Мы получали много писем от фанатов. Некоторые письма содержали оскорбления, и мы создали на сайте специальную страничку, чтобы выкладывать худшие письма. Раньше я лично выбирала их для сайта.

«Вы худшее, что я когда-либо слышал. Даже Аврил Лавин намного лучше, чем вы. И the Backstreet Boys. Уродливый придурок и волосатая француженка, похожая на китаянку (sic).

Вообще, я не сторонник насилия, но когда я послушал вашу музыку, в моей голове начали возникать жестокие мысли.

Одна идиотка на работе (где у нас все время играет музыка) постоянно добавляла Coin-Operated Boy в плейлист. Я ненавижу тебя и ненавижу ее. Девушка в группе выглядит как небритая гестаповская обезьяна. А парень как педофил, срабатывающий при опускании монет. Идите куда подальше. Умрите».

На этой же страница в самом центре можно было прочитать письмо в редакцию бостонского музыкального журнала:

«Меня всегда удивляло, как легко можно поразить бостонскую публику.

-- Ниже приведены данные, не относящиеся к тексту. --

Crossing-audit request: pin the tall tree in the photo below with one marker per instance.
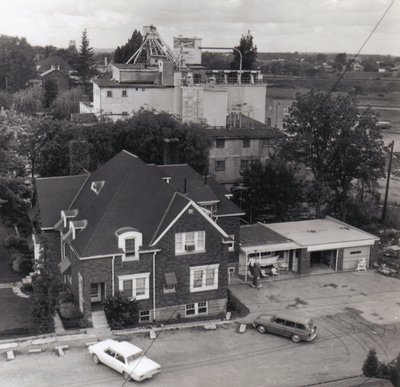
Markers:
(86, 60)
(249, 53)
(123, 53)
(270, 191)
(16, 63)
(342, 150)
(15, 187)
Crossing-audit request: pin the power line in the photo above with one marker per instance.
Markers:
(346, 68)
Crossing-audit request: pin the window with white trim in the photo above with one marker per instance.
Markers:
(130, 242)
(231, 244)
(144, 315)
(135, 285)
(197, 308)
(190, 242)
(203, 278)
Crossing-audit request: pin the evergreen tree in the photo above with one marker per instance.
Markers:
(123, 53)
(86, 60)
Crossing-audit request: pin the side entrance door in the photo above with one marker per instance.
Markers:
(96, 291)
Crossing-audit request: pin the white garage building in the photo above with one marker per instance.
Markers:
(300, 247)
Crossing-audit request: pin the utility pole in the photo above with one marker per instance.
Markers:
(387, 182)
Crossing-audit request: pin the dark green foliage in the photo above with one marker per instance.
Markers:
(50, 92)
(66, 103)
(29, 101)
(271, 191)
(249, 53)
(373, 368)
(122, 54)
(86, 60)
(46, 289)
(371, 364)
(216, 60)
(121, 312)
(16, 63)
(341, 150)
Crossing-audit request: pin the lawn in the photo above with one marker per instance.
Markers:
(15, 315)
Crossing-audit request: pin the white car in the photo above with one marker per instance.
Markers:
(125, 358)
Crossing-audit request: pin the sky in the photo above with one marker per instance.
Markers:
(277, 25)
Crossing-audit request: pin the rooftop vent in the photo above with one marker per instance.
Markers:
(97, 186)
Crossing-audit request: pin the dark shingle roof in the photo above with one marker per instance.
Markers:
(132, 196)
(54, 195)
(258, 234)
(198, 188)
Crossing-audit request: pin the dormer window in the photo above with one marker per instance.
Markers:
(130, 247)
(76, 226)
(190, 242)
(97, 186)
(68, 214)
(129, 241)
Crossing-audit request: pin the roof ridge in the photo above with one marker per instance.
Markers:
(122, 182)
(165, 215)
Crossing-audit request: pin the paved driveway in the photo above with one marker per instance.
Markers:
(376, 298)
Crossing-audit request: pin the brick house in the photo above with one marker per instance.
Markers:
(163, 235)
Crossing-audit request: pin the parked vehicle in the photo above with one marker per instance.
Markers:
(125, 358)
(296, 327)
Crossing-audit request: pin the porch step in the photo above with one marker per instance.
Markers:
(99, 320)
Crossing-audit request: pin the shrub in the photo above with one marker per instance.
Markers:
(15, 242)
(65, 296)
(121, 312)
(371, 364)
(69, 310)
(21, 263)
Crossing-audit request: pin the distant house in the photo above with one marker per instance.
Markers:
(55, 62)
(232, 150)
(162, 235)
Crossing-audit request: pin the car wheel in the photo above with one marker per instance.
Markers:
(95, 359)
(261, 329)
(127, 377)
(296, 338)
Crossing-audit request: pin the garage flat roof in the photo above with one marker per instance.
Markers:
(327, 231)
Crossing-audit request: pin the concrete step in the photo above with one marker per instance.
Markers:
(99, 320)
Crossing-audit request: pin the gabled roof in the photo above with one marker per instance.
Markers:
(196, 186)
(132, 196)
(54, 60)
(199, 188)
(55, 194)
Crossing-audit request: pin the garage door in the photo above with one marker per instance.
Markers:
(352, 255)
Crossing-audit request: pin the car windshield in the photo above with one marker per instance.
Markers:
(132, 358)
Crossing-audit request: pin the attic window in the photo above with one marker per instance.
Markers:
(129, 241)
(97, 186)
(68, 214)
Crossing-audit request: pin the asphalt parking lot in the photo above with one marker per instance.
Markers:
(354, 313)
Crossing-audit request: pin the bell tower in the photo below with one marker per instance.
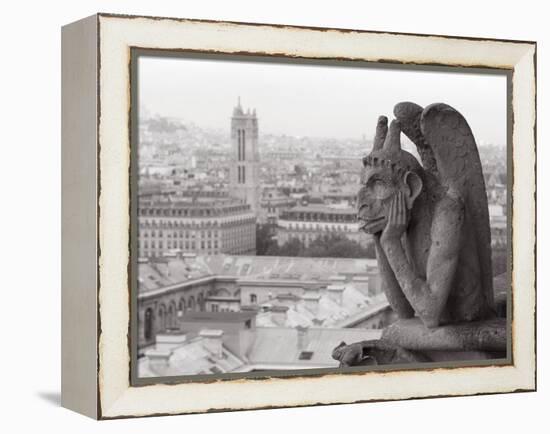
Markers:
(244, 173)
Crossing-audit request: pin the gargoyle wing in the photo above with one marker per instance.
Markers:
(448, 150)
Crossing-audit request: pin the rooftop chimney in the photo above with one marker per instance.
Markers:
(212, 341)
(302, 340)
(311, 302)
(279, 314)
(158, 358)
(167, 342)
(336, 293)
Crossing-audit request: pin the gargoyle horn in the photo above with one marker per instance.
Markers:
(381, 132)
(393, 139)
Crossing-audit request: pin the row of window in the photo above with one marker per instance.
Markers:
(190, 212)
(177, 244)
(179, 234)
(310, 226)
(193, 224)
(319, 217)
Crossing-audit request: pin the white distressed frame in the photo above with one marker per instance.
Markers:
(116, 35)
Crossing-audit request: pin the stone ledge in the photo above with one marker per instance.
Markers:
(411, 334)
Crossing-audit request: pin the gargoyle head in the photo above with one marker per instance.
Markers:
(387, 170)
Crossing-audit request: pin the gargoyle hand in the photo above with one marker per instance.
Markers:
(397, 219)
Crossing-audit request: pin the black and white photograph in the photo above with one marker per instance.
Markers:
(296, 215)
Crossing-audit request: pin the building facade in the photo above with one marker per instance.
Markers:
(202, 225)
(245, 159)
(307, 223)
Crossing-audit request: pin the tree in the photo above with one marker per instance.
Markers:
(264, 239)
(325, 246)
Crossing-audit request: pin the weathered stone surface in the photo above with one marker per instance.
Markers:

Особенно если это касается таких групп, как the Dresden Dolls, которая не только посредственна как дуэт, но еще и совершенно неоригинальна. Аманда постоянно шокирует людей и уже не может без этого… и на пианино она играет отвратительно. Совершенно очевидно, что мозгом и настоящим музыкантом группы является Брайан (кстати, выдающийся барабанщик, игра которого, к сожалению, высмеивается мисс Палмер). Интересноесли бы Аманда не вела себя как полная дура или как папенькина дочка, которая жаждет внимания, щеголяя своим дряблым волосатым телом и изображая из себя артистакому-нибудь было бы не все равно?»

Страница с ненавистными письмами стала самой посещаемой страницей на нашем сайте.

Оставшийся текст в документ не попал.